The paperScanner python command

Introduction

PaperScanner is a python command to extract body text of printing character page picture (bad or not).
You can use this command with option python paperScanner.py –help to have more information.

Installation

Download the source code on github https://github.com/hiergaut/opencv/blob/master/paperScanner.py

Of course you need to have opencv library,
some additional lib : PIL and pytesseracct to recognize character.
pip install Pillow
pip install pytesseract

Usage

python paperScanner.py –read <FILENAME>
FILENAME is your picture file that you want to recover text character.

Explanation of source program

Crop and rotate target paper

Firstly we have a picture of text page like this

and we have to retrieve all sentence of this text.

So before apply image treatment operations, I want to crop only the body text and align it.
I need to find the four corner of page before use warpPerspective function,
to eliminate other color unlike the white page, I use histogram to exclude other colors
On histogram, there are two peak, on left this is the yellow color chair,
and the other is the page color, seem as yellow more white that the precedent,
is not a perfect white page.

I find the two boundary with this code

    img = cv2.cvtColor(img, cv2.COLOR_BGR2GRAY)
 
    hist = cv2.calcHist([img], [0], None, [256], [0, 256])
 
    # search max value on histogram
    M = hist[0]
    i = 0
    for j in range(1, 256):
        cur = hist[j]
        if cur > M:
            M = cur
            i = j
 
    if i > 253:
        prev = hist[i]
    else:
        prev = hist[i] + hist[i + 1] + hist[i + 2]
 
    # search first grow up on the right
    for j in range(i + 15, 254):
        cur = hist[j] + hist[j + 1] + hist[j + 2]
        if cur >= prev:
            break
        prev = cur
 
    right = j
 
    if i < 2:
        prev = hist[i]
    else:
        prev = hist[i - 2] + hist[i - 1] + hist[i]
 
    # search first grow up on the left
    for j in range(i - 15, 2, -1):
        cur = hist[j - 2] + hist[j - 1] + hist[j]
        if cur >= prev:
            break
        prev = cur
 
    left = j

after that, I make the contours, I see clearly the quadrilateral, and find the corners.
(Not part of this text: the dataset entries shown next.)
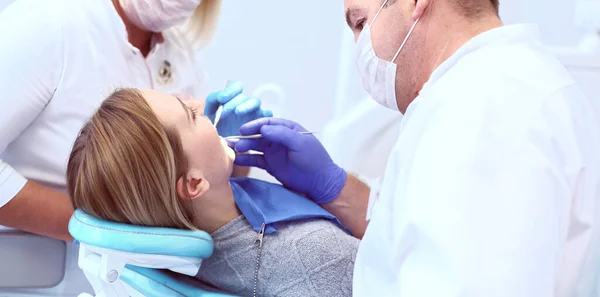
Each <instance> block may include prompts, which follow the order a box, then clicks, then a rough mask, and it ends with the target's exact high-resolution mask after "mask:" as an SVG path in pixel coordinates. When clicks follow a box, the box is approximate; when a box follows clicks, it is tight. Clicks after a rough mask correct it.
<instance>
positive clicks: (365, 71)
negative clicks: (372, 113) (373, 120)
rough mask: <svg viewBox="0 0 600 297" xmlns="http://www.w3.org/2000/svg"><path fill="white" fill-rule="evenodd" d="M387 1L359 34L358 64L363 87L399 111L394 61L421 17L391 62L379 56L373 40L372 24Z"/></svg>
mask: <svg viewBox="0 0 600 297" xmlns="http://www.w3.org/2000/svg"><path fill="white" fill-rule="evenodd" d="M387 2H388V0H386V1H385V2H384V3H383V5H381V7H380V8H379V11H377V13H376V14H375V16H374V17H373V20H372V21H371V24H367V25H365V27H364V28H363V30H362V32H360V35H359V36H358V40H357V42H356V47H357V48H356V64H357V66H358V72H359V74H360V77H361V80H362V85H363V88H364V89H365V90H366V91H367V93H369V95H371V97H372V98H373V99H374V100H375V101H377V103H379V104H381V105H383V106H385V107H387V108H389V109H392V110H396V111H398V103H397V102H396V64H394V61H395V60H396V58H397V57H398V54H400V51H401V50H402V48H403V47H404V45H405V44H406V41H407V40H408V37H409V36H410V34H411V33H412V31H413V30H414V28H415V26H416V25H417V23H418V22H419V19H417V20H416V21H415V23H414V24H413V25H412V27H411V28H410V31H408V34H406V37H405V38H404V41H403V42H402V44H401V45H400V48H398V51H397V52H396V55H394V58H393V59H392V61H391V62H388V61H386V60H384V59H381V58H379V57H377V55H376V54H375V50H374V49H373V43H372V40H371V26H372V25H373V23H374V22H375V20H376V19H377V16H379V13H380V12H381V10H382V9H383V7H385V5H386V4H387Z"/></svg>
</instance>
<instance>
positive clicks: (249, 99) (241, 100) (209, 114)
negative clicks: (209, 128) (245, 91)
mask: <svg viewBox="0 0 600 297" xmlns="http://www.w3.org/2000/svg"><path fill="white" fill-rule="evenodd" d="M243 91H244V86H243V85H242V84H241V83H240V82H233V83H230V84H229V85H228V86H227V87H226V88H225V89H224V90H222V91H218V92H214V93H211V94H210V95H208V98H206V106H205V107H204V115H206V116H207V117H208V118H209V119H210V120H211V121H212V122H213V123H214V121H215V116H216V113H217V109H218V108H219V106H221V105H223V110H222V111H221V117H220V119H219V123H218V124H217V131H218V132H219V135H221V136H223V137H227V136H233V135H238V133H239V129H240V126H242V125H243V124H245V123H247V122H250V121H252V120H255V119H259V118H263V117H272V116H273V112H271V111H270V110H264V109H262V108H261V102H260V99H258V98H248V96H246V95H244V94H243Z"/></svg>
    match = cv2.approxPolyDP(cnt, 0.02 * len(cnt), True)
 
    [[p], [p2], [p3], [p4]] = match
 
    zoom = 1
    w = zoom * int(cv2.norm(p - p2))
    h = zoom * int(cv2.norm(p - p4))
    if w > h:
        t = w
        w = h
        h = t
 
        pts = np.float32([[p4], [p], [p2], [p3]])
 
    else:
        pts = np.float32([[p], [p2], [p3], [p4]])
 
    pts2 = np.float32([[w, 0], [0, 0], [0, h], [w, h]])
    M = cv2.getPerspectiveTransform(pts, pts2)
    img2 = cv2.warpPerspective(img_src, M, (w, h))

the result :

Treatment (Thresholding, blurring, etc)

So now we must treat text character before launch tesseract recognition I remove the margin to remove folding

    h, w = img.shape[:2]
 
    margin = 100
    img = img[margin:h - margin, margin: w - margin]

Treatment to improve the quality and the sharpness of character

    img = cv2.cvtColor(img, cv2.COLOR_BGR2GRAY)
    img = cv2.threshold(img, 0, 255, cv2.THRESH_BINARY | cv2.THRESH_OTSU)[1]

Character Recognition

finally I use tesseract and check if each word exist in a language text dictionary

    img2 = Image.fromarray(img)
    txt = pytesseract.image_to_string(img2, lang='fra')
 
    file =open('frenchWord.txt', 'r')
    keyword_list = file.read().split()
 
    cpt =0
    for word in txt.split():
        if word in keyword_list:
            print(word)
            cpt +=1
 
    nbWord =len(txt.split())
 
    print("\naccuracy = ", cpt, '/', nbWord, ' ', "%.1f" % (cpt *100 /nbWord), "%")

after ten seconds, I find 34.4% correct French word in the text.